Sim, é verdade, comprar livros não sai barato, dificilmente custam menos de 15 euros. Mas a sensação de ter um livro novo é assim para cima de boa. O cheiro a papel, as páginas todas direitinhas, a sensação de o estar a folhear pela primeira vez. Enfim, é bom. Mas há sempre outras opções. Por exemplo, pedir emprestado, encontrar versões gratuitas (e legais) na internet, comprar em alfarrabistas (havia um no Chiado onde me fartei de comprar livros) ou recorrer à biblioteca mais próxima. No trabalho da minha mãe havia uma biblioteca e, para aí até aos 13 ou 14 anos, penso que fui a cliente mais fiel. Adorava ir lá e ter aquilo tudo à disposição, livros que não acabavam. Podíamos requisitar um máximo de três livros e eu passava a vida a ir buscar e a devolver. Confesso que já há muitos anos que não entro numa biblioteca (até porque gosto de ter os livros, gosto deles enquanto objecto), mas parece-me uma opção muito viável.

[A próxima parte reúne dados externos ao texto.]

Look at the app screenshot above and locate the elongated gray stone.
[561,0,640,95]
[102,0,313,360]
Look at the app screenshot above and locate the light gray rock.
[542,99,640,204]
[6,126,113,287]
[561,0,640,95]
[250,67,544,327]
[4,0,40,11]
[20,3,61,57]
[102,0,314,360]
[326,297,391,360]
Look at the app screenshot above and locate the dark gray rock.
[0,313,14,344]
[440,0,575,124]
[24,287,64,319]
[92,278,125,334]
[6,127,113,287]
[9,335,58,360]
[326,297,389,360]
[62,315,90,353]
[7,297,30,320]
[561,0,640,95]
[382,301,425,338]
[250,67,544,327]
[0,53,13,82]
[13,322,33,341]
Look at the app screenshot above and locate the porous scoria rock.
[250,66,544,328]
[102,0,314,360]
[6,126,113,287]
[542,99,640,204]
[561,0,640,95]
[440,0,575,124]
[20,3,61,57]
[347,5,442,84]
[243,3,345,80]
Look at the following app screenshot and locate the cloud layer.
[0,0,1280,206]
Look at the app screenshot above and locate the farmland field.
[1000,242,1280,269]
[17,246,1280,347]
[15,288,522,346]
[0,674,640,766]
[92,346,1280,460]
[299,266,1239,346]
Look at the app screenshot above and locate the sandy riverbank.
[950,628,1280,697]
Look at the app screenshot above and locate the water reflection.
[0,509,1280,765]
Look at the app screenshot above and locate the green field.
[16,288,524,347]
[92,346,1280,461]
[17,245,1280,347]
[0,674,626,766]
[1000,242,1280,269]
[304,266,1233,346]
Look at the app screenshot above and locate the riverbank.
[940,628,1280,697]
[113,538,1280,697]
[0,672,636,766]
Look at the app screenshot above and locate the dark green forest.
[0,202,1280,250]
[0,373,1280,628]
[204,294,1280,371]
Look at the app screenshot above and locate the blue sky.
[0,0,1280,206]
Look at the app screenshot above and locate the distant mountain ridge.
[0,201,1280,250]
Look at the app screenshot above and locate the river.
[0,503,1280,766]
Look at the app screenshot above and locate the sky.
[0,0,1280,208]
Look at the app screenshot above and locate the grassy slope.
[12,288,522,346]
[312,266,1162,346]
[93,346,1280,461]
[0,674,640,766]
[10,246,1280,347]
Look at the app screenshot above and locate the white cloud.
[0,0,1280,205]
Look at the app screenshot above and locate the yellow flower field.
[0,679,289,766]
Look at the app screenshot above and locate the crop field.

Mas tu gostas mesmo de ler?
Gosto, gosto mesmo. E acho esquisito alguém não gostar, do mesmo modo que o meu homem acha estranho que eu, por exemplo, não goste de desporto. São gostos, diz que não se discutem, mas eu acho estranho, pronto. A verdade é que isto vem logo de infância. Os meus pais sempre me fomentaram o gosto pela leitura e, que me lembre, nunca foi um martírio. Horas da minha infância/pré-adolescência. foram passadas a ler A Anita, Os Cinco, Uma Aventura, O Clube das Chaves ou as Viagens no Tempo. Cada livro era lido e relido umas cinco vezes. Depois vieram livros como A Lua de Joana, O Diário de Anne Frank, ou os Diários de Adrian Mole. Acho que não há nada que nos desenvolva tanto a imaginação como a leitura. Adoro a sensação de estar agarrada a um livro (o nível de abstracção que se atinge é incomparável), de ser difícil conseguir parar de ler, de pensar que fecho o livro e as personagens lá continuam, na sua vidinha, até que eu vá ter com elas novamente. Depois também há a parte má, que é acabar um livro muito bom e sentir dor e pesar, pensar que nunca mais na vida se vai ler nada tão bom. E também há livros maus e penosos, claro, em que cada página é uma tortura. Pessoalmente, não sou de insistir. Se ao fim de vinte ou trinta páginas continuo a odiar, então siga e passemos a outro. Mas há tanta escolha, tantos autores, tanta variedade, que é impossível não se encontrar qualquer coisa que tenha a ver connosco.
Enfim, longe de mim estar aqui a tentar evangelizar-vos. Só queria explicar a minha visão e responder às muitas perguntas que me fizeram sobre este assunto. Acredito que nos vamos divertir com o "Pôr a Leitura em Dia" e que vamos todos descobrir belos livros. E, quem sabe, melhorar a média!